In a classic gazump, two people agree upon a reasonable price for a piece of real estate, enter a contract, and start the prolonged process of inspecting the property and making last minute negotiations to prepare for closing. Then, a third party comes along and offers the sellers more than the agreed-upon amount, and the sellers terminate the contract with the buyers to take advantage of the higher price. While this practice is not necessarily illegal, it is generally viewed as not very polite, as long as both parties were negotiating in good faith before the gazump occurred.
On the more illegal end of things, a buyer might be caught in a scam in which he or she thinks that a gazump might be about to occur, thereby pushing the buyer into offering a higher pricer to avoid losing the property. This scam is usually perpetrated by an unethical seller who enlists assistance to convince the buyer that someone else is offering more for the property. If a buyer can prove that he or she was pushed into offering more because of a scam, there may be legal consequences for the perpetrator of the scam.

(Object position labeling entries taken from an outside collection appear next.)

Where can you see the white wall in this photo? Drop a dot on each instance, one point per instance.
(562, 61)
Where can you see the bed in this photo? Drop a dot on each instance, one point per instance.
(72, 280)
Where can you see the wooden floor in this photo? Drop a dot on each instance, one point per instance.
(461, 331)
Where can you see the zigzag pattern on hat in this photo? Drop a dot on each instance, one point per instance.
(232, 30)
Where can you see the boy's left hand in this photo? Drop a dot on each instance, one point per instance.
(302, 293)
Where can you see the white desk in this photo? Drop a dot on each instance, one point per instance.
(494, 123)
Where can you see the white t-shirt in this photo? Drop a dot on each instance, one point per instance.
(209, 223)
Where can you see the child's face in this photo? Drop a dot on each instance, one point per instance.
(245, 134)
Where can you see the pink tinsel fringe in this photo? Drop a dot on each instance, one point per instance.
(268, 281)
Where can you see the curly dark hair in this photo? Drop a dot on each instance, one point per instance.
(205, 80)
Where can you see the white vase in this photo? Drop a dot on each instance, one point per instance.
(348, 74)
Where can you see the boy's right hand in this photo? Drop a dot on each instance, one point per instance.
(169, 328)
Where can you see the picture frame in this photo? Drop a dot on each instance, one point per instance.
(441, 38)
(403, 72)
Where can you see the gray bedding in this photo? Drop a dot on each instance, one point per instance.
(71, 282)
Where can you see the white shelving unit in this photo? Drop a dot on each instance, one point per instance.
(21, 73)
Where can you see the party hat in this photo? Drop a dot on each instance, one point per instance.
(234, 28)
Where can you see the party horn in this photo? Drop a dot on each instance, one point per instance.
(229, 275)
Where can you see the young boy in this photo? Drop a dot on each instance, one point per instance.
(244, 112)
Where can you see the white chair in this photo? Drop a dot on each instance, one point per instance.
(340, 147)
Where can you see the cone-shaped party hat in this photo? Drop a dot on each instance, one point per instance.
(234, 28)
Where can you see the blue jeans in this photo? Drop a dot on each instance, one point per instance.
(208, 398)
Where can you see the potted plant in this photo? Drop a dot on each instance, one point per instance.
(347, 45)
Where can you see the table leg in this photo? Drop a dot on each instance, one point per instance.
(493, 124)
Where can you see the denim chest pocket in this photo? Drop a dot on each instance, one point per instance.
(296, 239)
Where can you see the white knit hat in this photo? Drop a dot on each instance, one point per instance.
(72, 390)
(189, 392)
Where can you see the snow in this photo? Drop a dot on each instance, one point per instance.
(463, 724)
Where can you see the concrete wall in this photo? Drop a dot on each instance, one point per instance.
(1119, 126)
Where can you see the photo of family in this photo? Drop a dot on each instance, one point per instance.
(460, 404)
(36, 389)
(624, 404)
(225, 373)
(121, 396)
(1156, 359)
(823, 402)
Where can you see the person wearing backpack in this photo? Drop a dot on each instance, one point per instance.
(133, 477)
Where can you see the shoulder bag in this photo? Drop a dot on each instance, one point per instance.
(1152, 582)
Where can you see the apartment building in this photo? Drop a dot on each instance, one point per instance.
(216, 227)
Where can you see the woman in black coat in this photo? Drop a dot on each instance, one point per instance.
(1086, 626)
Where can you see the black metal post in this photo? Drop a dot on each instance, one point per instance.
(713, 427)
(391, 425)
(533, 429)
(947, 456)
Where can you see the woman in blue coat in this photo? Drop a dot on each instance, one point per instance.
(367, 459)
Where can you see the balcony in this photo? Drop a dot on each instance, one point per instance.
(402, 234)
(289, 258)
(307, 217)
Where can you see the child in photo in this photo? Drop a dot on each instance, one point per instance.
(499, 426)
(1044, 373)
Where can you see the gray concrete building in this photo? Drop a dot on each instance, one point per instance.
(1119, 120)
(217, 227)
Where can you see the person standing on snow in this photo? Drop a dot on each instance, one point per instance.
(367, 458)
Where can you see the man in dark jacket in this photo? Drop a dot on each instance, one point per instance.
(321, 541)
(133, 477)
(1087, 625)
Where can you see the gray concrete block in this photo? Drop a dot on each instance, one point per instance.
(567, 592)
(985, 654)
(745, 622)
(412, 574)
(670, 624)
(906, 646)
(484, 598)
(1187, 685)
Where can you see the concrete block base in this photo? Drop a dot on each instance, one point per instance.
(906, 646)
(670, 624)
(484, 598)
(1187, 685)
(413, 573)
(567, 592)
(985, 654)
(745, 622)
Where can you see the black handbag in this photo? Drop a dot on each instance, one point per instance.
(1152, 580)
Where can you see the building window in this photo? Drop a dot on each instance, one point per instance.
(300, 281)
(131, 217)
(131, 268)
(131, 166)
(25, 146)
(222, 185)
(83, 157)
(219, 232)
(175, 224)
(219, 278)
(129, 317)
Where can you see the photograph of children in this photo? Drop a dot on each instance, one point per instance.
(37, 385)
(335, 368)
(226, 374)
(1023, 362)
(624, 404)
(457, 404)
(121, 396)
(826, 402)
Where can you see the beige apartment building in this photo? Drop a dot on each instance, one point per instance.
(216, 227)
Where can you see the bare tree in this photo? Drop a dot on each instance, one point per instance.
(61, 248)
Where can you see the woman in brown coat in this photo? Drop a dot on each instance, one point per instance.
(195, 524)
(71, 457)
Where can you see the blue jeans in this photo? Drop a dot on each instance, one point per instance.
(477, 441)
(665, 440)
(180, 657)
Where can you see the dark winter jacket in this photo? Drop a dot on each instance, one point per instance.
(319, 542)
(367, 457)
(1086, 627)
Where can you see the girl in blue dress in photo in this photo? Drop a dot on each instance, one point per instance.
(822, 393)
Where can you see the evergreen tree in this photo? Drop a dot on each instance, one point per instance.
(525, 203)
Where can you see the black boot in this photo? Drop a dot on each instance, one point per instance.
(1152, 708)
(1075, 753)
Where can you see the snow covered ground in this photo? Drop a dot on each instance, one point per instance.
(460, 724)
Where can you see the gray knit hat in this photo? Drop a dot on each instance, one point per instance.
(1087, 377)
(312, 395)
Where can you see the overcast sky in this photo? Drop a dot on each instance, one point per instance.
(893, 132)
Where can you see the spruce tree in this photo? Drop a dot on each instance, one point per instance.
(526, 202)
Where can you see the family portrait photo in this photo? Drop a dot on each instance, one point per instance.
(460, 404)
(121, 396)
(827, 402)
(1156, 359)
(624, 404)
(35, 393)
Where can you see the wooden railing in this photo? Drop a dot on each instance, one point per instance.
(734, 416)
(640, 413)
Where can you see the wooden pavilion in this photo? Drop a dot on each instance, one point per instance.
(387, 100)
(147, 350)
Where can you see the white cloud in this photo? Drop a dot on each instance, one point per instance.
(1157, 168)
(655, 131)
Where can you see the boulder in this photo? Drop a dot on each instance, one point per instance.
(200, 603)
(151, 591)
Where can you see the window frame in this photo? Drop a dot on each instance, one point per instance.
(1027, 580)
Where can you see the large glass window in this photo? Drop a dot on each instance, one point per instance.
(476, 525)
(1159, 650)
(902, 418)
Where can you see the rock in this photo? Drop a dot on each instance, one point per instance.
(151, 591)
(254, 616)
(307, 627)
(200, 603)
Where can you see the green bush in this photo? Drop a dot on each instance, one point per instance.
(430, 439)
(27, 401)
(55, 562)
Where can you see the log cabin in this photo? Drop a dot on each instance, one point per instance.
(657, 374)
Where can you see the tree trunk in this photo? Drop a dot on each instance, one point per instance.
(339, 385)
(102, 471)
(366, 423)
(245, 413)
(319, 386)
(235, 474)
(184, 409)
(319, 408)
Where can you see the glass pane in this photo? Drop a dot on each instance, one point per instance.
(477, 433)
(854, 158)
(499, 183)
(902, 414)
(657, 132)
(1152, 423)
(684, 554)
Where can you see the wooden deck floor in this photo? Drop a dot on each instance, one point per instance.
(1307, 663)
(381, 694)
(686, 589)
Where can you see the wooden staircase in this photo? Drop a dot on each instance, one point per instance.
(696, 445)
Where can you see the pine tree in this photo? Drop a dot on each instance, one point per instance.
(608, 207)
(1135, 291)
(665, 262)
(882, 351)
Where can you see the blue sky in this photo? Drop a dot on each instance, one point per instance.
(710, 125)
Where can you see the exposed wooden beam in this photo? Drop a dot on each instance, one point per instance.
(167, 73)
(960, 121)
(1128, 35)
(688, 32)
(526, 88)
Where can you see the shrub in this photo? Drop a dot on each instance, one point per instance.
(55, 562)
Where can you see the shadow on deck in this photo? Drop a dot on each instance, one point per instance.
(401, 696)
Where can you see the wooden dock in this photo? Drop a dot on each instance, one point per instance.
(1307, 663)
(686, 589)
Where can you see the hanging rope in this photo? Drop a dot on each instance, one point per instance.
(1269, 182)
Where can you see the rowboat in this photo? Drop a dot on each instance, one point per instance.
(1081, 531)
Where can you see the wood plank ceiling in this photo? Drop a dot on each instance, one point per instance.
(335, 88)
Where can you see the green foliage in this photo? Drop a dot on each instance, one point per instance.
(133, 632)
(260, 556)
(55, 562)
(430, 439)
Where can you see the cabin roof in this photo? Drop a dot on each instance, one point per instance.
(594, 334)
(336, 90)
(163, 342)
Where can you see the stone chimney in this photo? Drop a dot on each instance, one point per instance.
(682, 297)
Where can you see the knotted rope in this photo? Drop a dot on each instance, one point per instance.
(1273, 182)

The gazump is most commonly seen in crunched real estate markets where prices are constantly rising. Reluctance to formalize a contract on a seller's part can indicate that the seller is holding out for a higher price, and should alert buyers to the fact that they may be making a deal with someone who will readily dump them for a higher price. On the flip side of things, sellers may feel entitled to put their properties back on the market or to accept another offer if they feel that the buyers are not acting in good faith, or that the buyers are dragging their heels unreasonably.
The origins of this rather interesting word appear to lie in the early 1900s, when it was first used to mean a swindle or fraud. This word appears to be Yiddish in origin, like many other colorful words in the English language, such as “schmaltz.” However, no clear link to Yiddish has been established. “Gazunder” is a portmanteau of “gazump” and “under” which dates to the 1980s.